La leyenda urbana suelen servir, al igual que los cuentos populares, como ejemplos de cosas que deben hacerse o deben evitarse. En el caso de la Abuelita Rambo la verdad que no acabo de encontrar la moraleja. Es una historia de venganza al más puro estilo Payback, incluso del mito del justiciero. Parece que está pensada en lugar de para transmitir una idea moral, incluso una advertencia a los delincuentes, como un alivio para el que la lee. En plan, aún existe gente buena en el mundo, pese a que la historia es verdaderamente brutal. Lo que me preocupa son esas personas acríticas que asumen la narrativa como coherente; creo que debería preocuparnos a todos, incluso aunque desees que haya abuelitas revienta-pelotas.

Todo esto me recordó otra historia. Una especie de mito fundacional del carácter liberal. Esto, en realidad, era el punto de partida de la entrada. Recuerdo habérsela escuchado a unos cuantos. En esta es fácil ver la moraleja.

En Buenos Aires vivía un vagabundo. Llevaba habitando las calles unos cuantos años. Nadie sabe de dónde venía: si fue rico o pobre; si tuvo un delirio; si su vida íntima se hizo insoportable; si era un loco. La cuestión está en que este señor tenía su territorio cerca del hospital central de la capital. Allí pudo observar cómo todos los días arrojaban a la basura cientos de radiografías. Un día se le ocurrió recoger unas cuantas; sabe Dios si el motivo fue la curiosidad, el destino o el triunfo de la voluntad. Parece ser que por aquel entonces las placas de las radiografías contenían una pequeñísima cantidad de plata. Ahora esto ya no es así, los métodos para hacer las radiografías son diferentes. Pero en la época de la historia del vagabundo bonaerense se usaba nitrato de plata o algo por el estilo. El vagabundo aprendió que raspando la radio con una navaja que llevaba en el bolsillo podría sustraer la plata. Un fino polvo de 0.005 gr. La cantidad es fundamental para la historia. Pensemos que si fuese mayor todo el mundo lo hubiese hecho, si fuese menor no merecería la pena el esfuerzo. El vagabundo guardo el polvo de plata de todas las radiografías y volvió a por más. Así permaneció más de una año, limando todas y cada una de las radios que el hospital desechaba. De este modo llegó a hacerse rico. Gracias a las imágenes del cáncer, de los huesos rotos, de las vesículas hinchadas, amasó la suficiente masa crítica monetaria para romper el techo de cristal que separa al manso del poderoso.

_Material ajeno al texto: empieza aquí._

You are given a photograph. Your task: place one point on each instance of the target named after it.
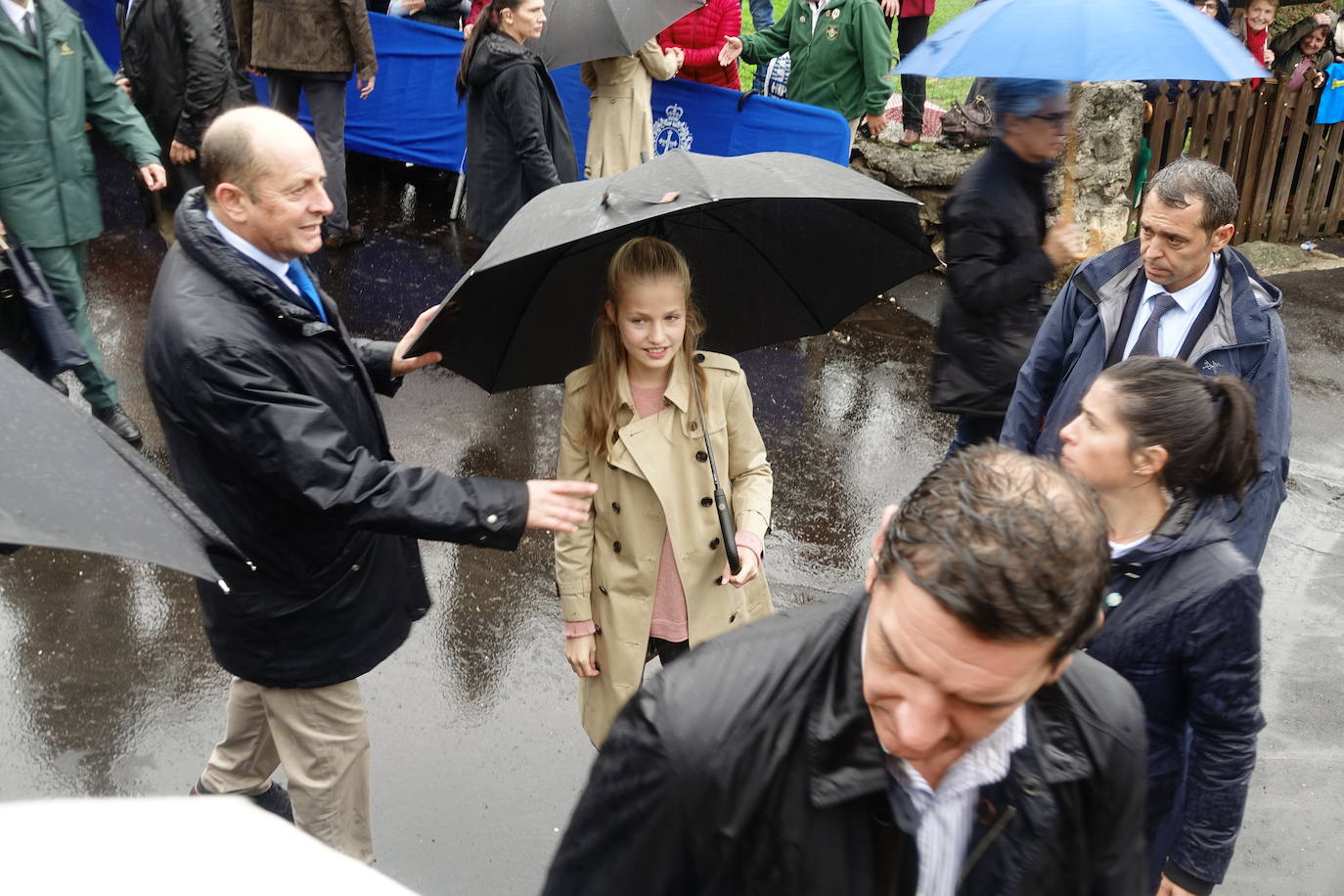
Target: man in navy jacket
(1211, 309)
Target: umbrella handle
(730, 533)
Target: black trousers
(910, 34)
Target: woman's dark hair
(487, 23)
(1206, 425)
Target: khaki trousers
(320, 737)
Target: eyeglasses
(1056, 118)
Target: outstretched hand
(560, 506)
(730, 51)
(401, 364)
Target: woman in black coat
(517, 141)
(1163, 446)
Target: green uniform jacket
(844, 65)
(49, 191)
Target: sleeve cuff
(751, 542)
(1183, 878)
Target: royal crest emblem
(671, 132)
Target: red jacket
(700, 35)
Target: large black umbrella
(582, 29)
(780, 246)
(67, 481)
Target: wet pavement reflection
(109, 687)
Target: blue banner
(413, 113)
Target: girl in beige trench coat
(647, 574)
(621, 122)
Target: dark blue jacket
(1186, 633)
(1245, 338)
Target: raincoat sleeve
(207, 66)
(1041, 374)
(749, 469)
(111, 112)
(574, 550)
(377, 357)
(631, 831)
(980, 277)
(300, 448)
(521, 103)
(1221, 681)
(773, 42)
(656, 62)
(1268, 383)
(1121, 861)
(875, 57)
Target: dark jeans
(910, 34)
(762, 18)
(667, 650)
(973, 430)
(327, 104)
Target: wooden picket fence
(1289, 171)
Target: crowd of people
(1060, 622)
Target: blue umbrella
(1084, 40)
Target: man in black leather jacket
(937, 734)
(273, 428)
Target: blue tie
(300, 278)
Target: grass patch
(941, 90)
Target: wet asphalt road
(477, 749)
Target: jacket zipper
(984, 844)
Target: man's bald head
(237, 147)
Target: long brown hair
(1206, 425)
(639, 261)
(485, 24)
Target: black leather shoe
(117, 421)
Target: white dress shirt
(18, 13)
(276, 266)
(948, 814)
(1175, 326)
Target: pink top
(669, 619)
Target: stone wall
(1109, 124)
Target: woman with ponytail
(517, 141)
(1163, 446)
(647, 574)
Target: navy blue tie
(1146, 341)
(300, 278)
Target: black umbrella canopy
(584, 29)
(780, 246)
(67, 481)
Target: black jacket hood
(493, 54)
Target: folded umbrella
(67, 481)
(780, 246)
(1084, 40)
(584, 29)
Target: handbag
(963, 126)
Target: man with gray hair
(935, 733)
(1000, 255)
(1179, 291)
(270, 413)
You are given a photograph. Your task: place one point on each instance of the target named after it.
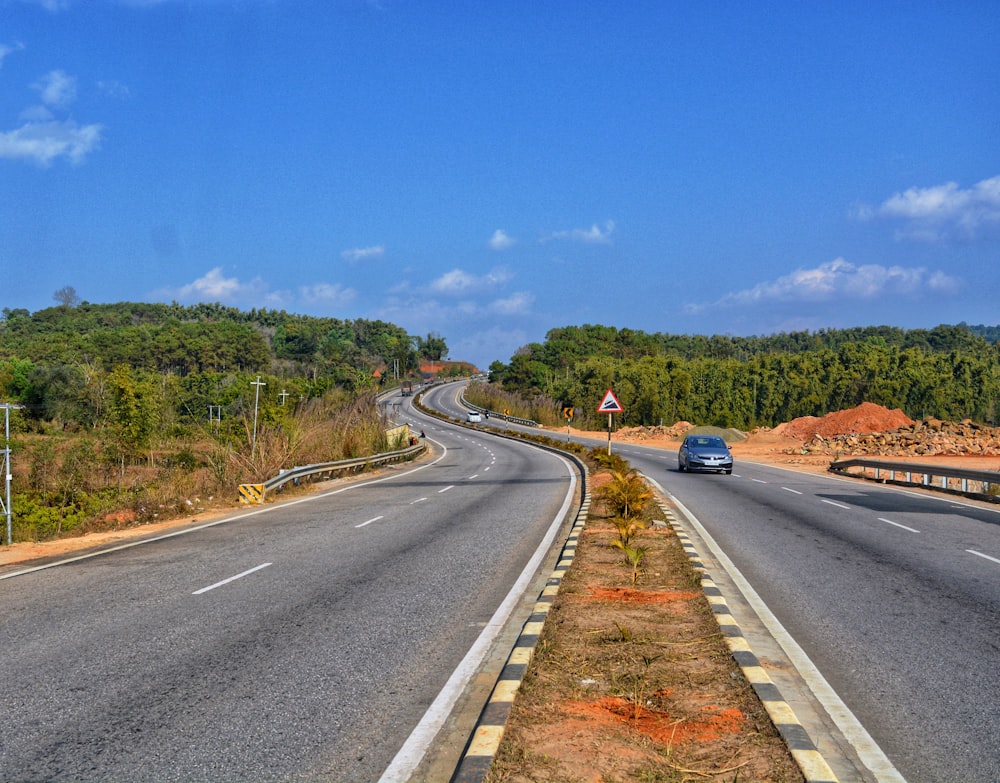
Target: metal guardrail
(958, 480)
(500, 416)
(342, 466)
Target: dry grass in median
(632, 680)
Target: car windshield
(707, 441)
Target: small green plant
(634, 555)
(624, 633)
(626, 494)
(627, 529)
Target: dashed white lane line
(230, 579)
(897, 524)
(980, 554)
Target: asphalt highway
(893, 596)
(305, 641)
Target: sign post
(610, 405)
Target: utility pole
(256, 399)
(5, 501)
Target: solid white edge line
(897, 524)
(870, 754)
(230, 579)
(420, 739)
(224, 520)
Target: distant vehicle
(704, 452)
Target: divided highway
(301, 641)
(893, 595)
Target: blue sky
(488, 171)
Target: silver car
(704, 452)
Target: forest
(948, 372)
(135, 411)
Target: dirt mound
(867, 417)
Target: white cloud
(594, 235)
(937, 212)
(356, 254)
(57, 89)
(458, 282)
(518, 303)
(327, 294)
(6, 49)
(500, 240)
(43, 138)
(839, 280)
(43, 142)
(215, 287)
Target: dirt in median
(635, 682)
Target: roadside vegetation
(949, 372)
(632, 679)
(130, 413)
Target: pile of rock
(930, 437)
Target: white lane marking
(871, 755)
(230, 579)
(890, 522)
(227, 519)
(409, 756)
(980, 554)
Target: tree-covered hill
(950, 372)
(208, 338)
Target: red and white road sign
(610, 404)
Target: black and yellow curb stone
(814, 767)
(485, 742)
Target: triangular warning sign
(610, 404)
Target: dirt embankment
(869, 430)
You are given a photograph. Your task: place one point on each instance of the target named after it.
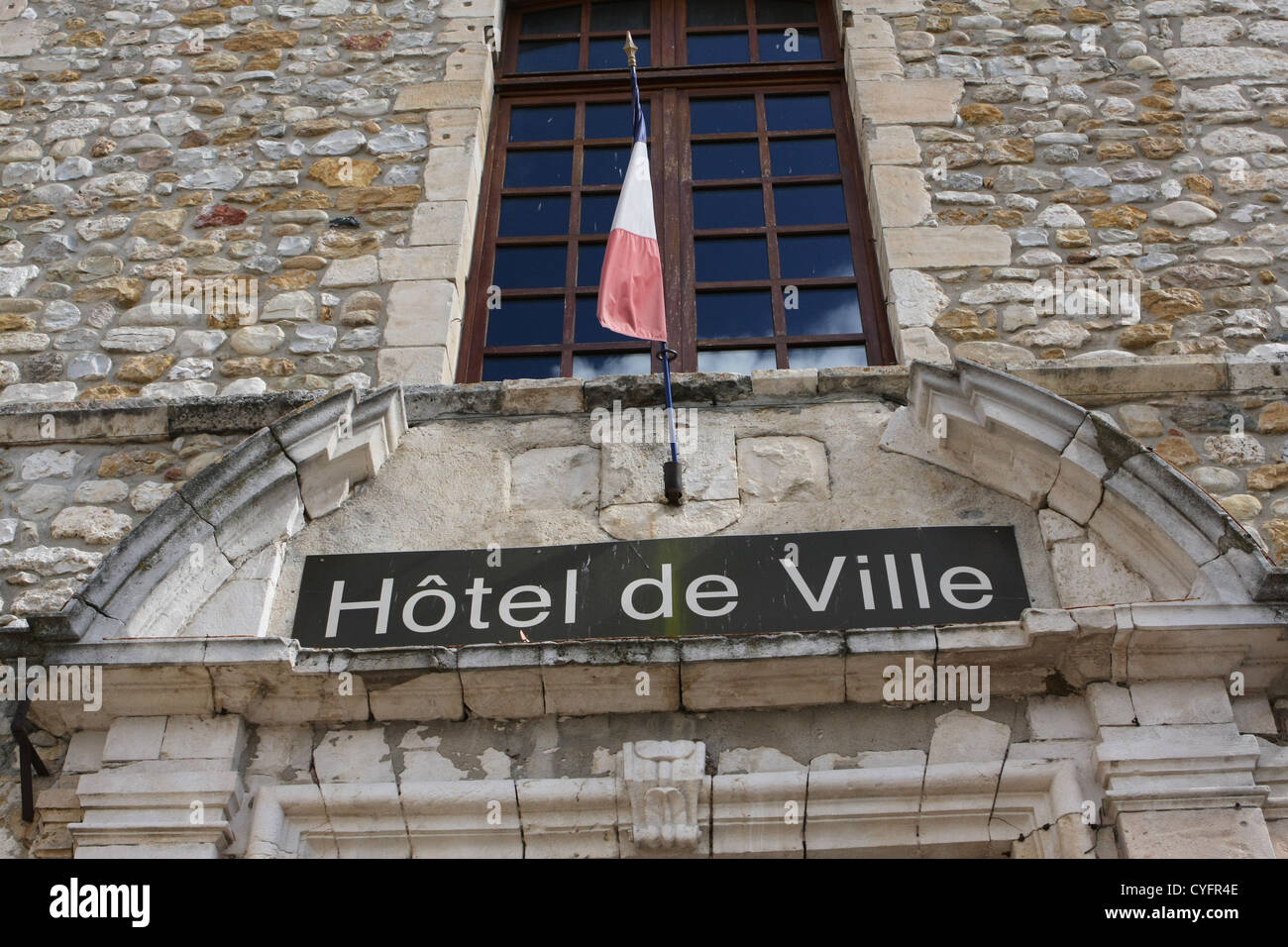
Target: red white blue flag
(630, 283)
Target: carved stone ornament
(664, 779)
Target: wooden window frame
(669, 89)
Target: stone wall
(232, 197)
(1077, 154)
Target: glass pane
(737, 361)
(804, 257)
(730, 258)
(539, 167)
(604, 165)
(544, 124)
(720, 159)
(717, 12)
(798, 205)
(747, 313)
(706, 50)
(822, 312)
(798, 112)
(588, 328)
(548, 55)
(613, 120)
(533, 217)
(827, 357)
(529, 266)
(708, 116)
(526, 322)
(802, 157)
(596, 213)
(619, 14)
(500, 368)
(786, 12)
(728, 208)
(610, 364)
(606, 54)
(590, 263)
(789, 47)
(561, 20)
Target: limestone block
(1181, 702)
(1194, 834)
(782, 470)
(947, 247)
(1252, 714)
(85, 751)
(902, 196)
(134, 738)
(962, 736)
(420, 365)
(205, 738)
(555, 478)
(784, 682)
(368, 819)
(426, 697)
(910, 102)
(1111, 705)
(568, 818)
(475, 818)
(1059, 718)
(353, 757)
(892, 145)
(424, 312)
(759, 814)
(631, 474)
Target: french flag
(630, 283)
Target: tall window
(761, 219)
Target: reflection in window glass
(827, 357)
(548, 55)
(824, 312)
(535, 217)
(590, 263)
(708, 50)
(588, 328)
(501, 368)
(561, 20)
(619, 14)
(802, 157)
(539, 167)
(526, 322)
(738, 361)
(715, 209)
(610, 364)
(798, 205)
(606, 54)
(742, 315)
(529, 266)
(784, 47)
(725, 159)
(798, 112)
(722, 260)
(596, 213)
(613, 120)
(709, 116)
(803, 257)
(604, 165)
(786, 12)
(716, 12)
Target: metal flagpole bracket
(673, 479)
(27, 759)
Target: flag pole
(673, 480)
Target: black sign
(715, 585)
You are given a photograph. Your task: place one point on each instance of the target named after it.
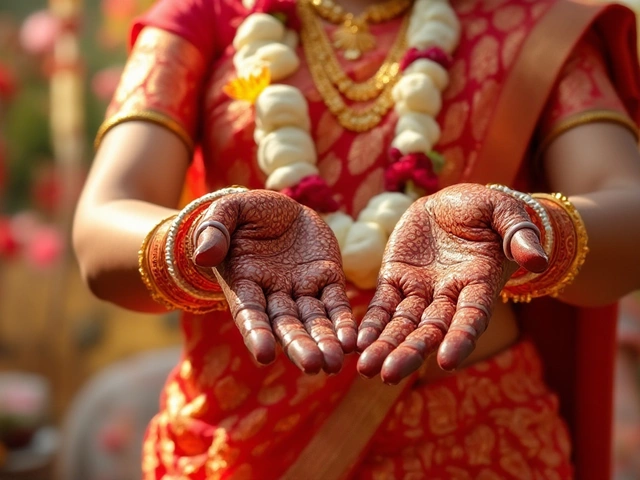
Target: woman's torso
(218, 390)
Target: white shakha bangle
(549, 236)
(169, 251)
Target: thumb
(521, 238)
(212, 236)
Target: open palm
(443, 268)
(282, 276)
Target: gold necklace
(355, 91)
(326, 73)
(353, 36)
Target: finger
(404, 321)
(382, 306)
(314, 317)
(212, 236)
(247, 305)
(338, 308)
(288, 329)
(421, 343)
(521, 238)
(528, 252)
(469, 322)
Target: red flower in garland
(313, 192)
(432, 53)
(414, 167)
(284, 10)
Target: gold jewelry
(145, 269)
(322, 51)
(584, 118)
(145, 116)
(323, 70)
(569, 253)
(353, 36)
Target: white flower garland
(286, 151)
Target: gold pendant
(353, 38)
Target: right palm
(282, 276)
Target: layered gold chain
(376, 13)
(353, 36)
(332, 82)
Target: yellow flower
(248, 87)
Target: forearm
(107, 240)
(612, 266)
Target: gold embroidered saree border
(528, 87)
(335, 450)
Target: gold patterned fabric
(150, 92)
(493, 420)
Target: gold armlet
(567, 256)
(145, 116)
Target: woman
(346, 124)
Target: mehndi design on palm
(282, 275)
(443, 268)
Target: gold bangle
(145, 116)
(571, 235)
(584, 118)
(143, 268)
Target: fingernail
(365, 338)
(452, 354)
(211, 248)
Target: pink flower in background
(44, 247)
(9, 246)
(38, 32)
(27, 235)
(105, 82)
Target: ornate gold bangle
(568, 256)
(161, 285)
(145, 116)
(144, 268)
(584, 118)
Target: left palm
(442, 270)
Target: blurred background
(65, 358)
(79, 379)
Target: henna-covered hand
(443, 268)
(280, 268)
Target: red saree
(222, 416)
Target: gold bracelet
(145, 116)
(584, 118)
(143, 267)
(568, 256)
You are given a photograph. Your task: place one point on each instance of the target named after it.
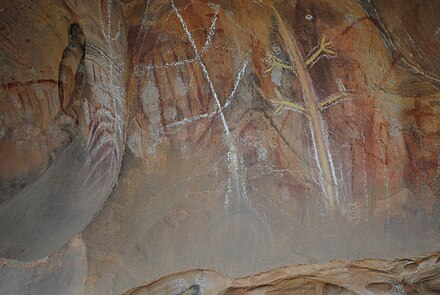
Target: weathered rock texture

Como ven, el que no se hace rico es porque no le da la gana.

Cuando veo a un millonario de Qatar, a Amancio Ortega, a los miembros de las juntas de las empresas del Ibex 35, Rato y Blesa, me los imagino comiendo las sobras de las latas de conserva que la gente tiró a la basura, apurando los refrescos de las papeleras, mendigando en Vodafon Sol. Pero después, cuando nadie se lo espera, se deslizan como ninjas hasta el 12 de Octubre. Se cortan las manos con los cristales de los viales de Norotil, Primperan y demás sueros; las agujas usadas les atraviesan hasta el mismísimo sistema nervioso central; se empapan las botas de plasma como el que pisa uvas; tanto esfuerzo solo para ir en busca de El Dorado entre los despojos de la Seguridad Social. Ese pequeño detalle que a l resto  se nos escapó  pero que ante el ojo despierto del prohombre resultaba algo evidente. Ahí, entre los desechos de las enfermedades y cuidados ajenos está la maldita mina de oro.


¿Cómo no nos dimos cuenta? Qué listos fueron ellos y qué tontos nosotros.